スクリーンいっぱいに光にみちた海が広がり、繰り返し波が砕けています。
そしてあとは、ただ潮騒の響きが。
痛切きわまりない、ラストシーンです。
客席は寂として、物音一つしません。
その時。
どこからか「わっかんないよー」という声が聞こえました。
押さえた、小さな声でしたが、その声は確かに「わからない」と言ったのです。
僕は少しばかり愕然としました。
上映されていた作品は「HANA-BI」。
もちろん、ヴェネチア映画祭で金獅子賞を受賞した話題の作品です。
むろん北野作品といえば、説明ショットをとことん切り捨てていくのが基本的なスタイル。
今回はさらにクロス・カッティングの技法を使ったりして重層的な構造を作り上げてはいますが、
それによってメッセージはよりクリアになり、ストーリィにもいっそうメリハリがつきました。

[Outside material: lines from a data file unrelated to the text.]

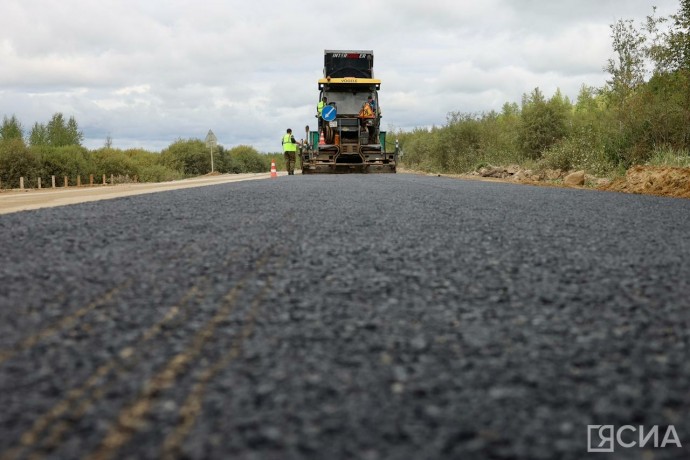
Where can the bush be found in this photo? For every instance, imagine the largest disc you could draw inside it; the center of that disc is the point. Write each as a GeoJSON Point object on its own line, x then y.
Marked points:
{"type": "Point", "coordinates": [582, 150]}
{"type": "Point", "coordinates": [246, 159]}
{"type": "Point", "coordinates": [70, 161]}
{"type": "Point", "coordinates": [158, 173]}
{"type": "Point", "coordinates": [116, 162]}
{"type": "Point", "coordinates": [16, 160]}
{"type": "Point", "coordinates": [190, 157]}
{"type": "Point", "coordinates": [667, 156]}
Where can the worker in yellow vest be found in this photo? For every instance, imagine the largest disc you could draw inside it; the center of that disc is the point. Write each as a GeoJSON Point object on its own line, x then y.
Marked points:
{"type": "Point", "coordinates": [289, 151]}
{"type": "Point", "coordinates": [319, 109]}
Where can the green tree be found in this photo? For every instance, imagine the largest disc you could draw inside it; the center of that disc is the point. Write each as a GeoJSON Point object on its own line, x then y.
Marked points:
{"type": "Point", "coordinates": [190, 157]}
{"type": "Point", "coordinates": [628, 69]}
{"type": "Point", "coordinates": [16, 161]}
{"type": "Point", "coordinates": [61, 133]}
{"type": "Point", "coordinates": [11, 128]}
{"type": "Point", "coordinates": [543, 122]}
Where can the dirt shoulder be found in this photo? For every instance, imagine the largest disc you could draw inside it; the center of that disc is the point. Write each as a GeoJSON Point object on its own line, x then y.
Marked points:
{"type": "Point", "coordinates": [645, 180]}
{"type": "Point", "coordinates": [23, 200]}
{"type": "Point", "coordinates": [653, 180]}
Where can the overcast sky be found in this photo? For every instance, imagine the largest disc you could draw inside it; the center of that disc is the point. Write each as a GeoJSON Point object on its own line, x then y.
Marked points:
{"type": "Point", "coordinates": [148, 73]}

エンタテイメントとしても完成度が高く、バランスがとれた作品だと思うのです。
ところが、ここに「わからない」という方がいらっしゃる。
「つまらない」ならまだしも、彼女は「わからない」というのです。
ブニュエルでもあるまいに。
ひょっとして貴方は……
わからないのではなく、わかろうとしていないのではないか。
ただ漫然と、誰かが何かを与えてくれるのを待っていたのではないか。
鎖につながれたイヌのように。
(こんなこといまさら書くのも馬鹿みたいですが)
世の中にはただ漫然と映像に身を委ねているだけでは、
楽しめない/理解できない映画(いえ、小説でも音楽でも同じでしょうが)があります。
観客側にもある種の努力を要求する映画といいましょうか。
要求されているものとは、集中力とイマジネーション。
製作者があえてスクリーンに“描かなかったこと”を、察するためのちからです。
そうした作品にあっては、
その“理解しよう”という観客自身の努力まで含めて、面白さの一部なのです。
いわば観客がそれぞれの視点でその映画に“参加”していくわけですね。
僕はなにも、それが上等だとか芸術だとか、そういうことをいうつもりはありません。
(単に製作者の怠慢や能力不足で、観客が物語を補完しなければならない
お粗末な作品も無数にあることですしね。)
ただ、いってみれば全てをスクリーンで説明し尽くしてしまう作品には、
それ以上に観客側がイマジネーションを広げる余地がありません。
フルコースのセットメニューみたいなもので、
観客は与えられるモノを黙って受け取り味わうだけ。
映像は一方的に消費されるばかりです。
もちろん、それが悪いとはいいません。
僕自身そういう映画が大好きですし、
1時間半なら1時間半、観客をたっぷり楽しませるのは、
それだけでとても尊いことであるはずです。
しかし、北野作品の多くがそうであるように、
“観客に楽しむ努力を求める映画”(その出来のいいもの、といっておきましょうか)は、
劇場から出た後も、観客の心に何がしかの爪痕を残してくれる気がします。
大げさにいえば、そこから観客はより広い世界へと
イマジネーションを広げていくことさえできる。
もちろん、いつもそう巧くいくとは限りませんが、
幸運にもそんな作品に出会えた時の喜びは、たとえようもない。
何も畏まる必要はありません。
ただいつもよりほんの少しだけスクリーンに集中し、イマジネーションを羽ばたかせる。
それはたぶん、努力というほどのものではありませんね。
ほんの一歩だけ、一方的な受け身という姿勢から踏み出せばいいのです。
しかし、それすら面倒、とおっしゃるなら……
たいへん残念ですが、僕はあなたに劇場に来てほしくない。
誤解しないでくださいね。
僕は「わからない」貴方が嫌いなのではなく、
わかろうとしない貴方の「怠惰と甘え」が許せないのです。
……なぁんていっても、どうやら意味がなさそうですね。
ああもうなんだか面倒になってきました。
いいから、おウチでトレンディドラマでも見てらっしゃい。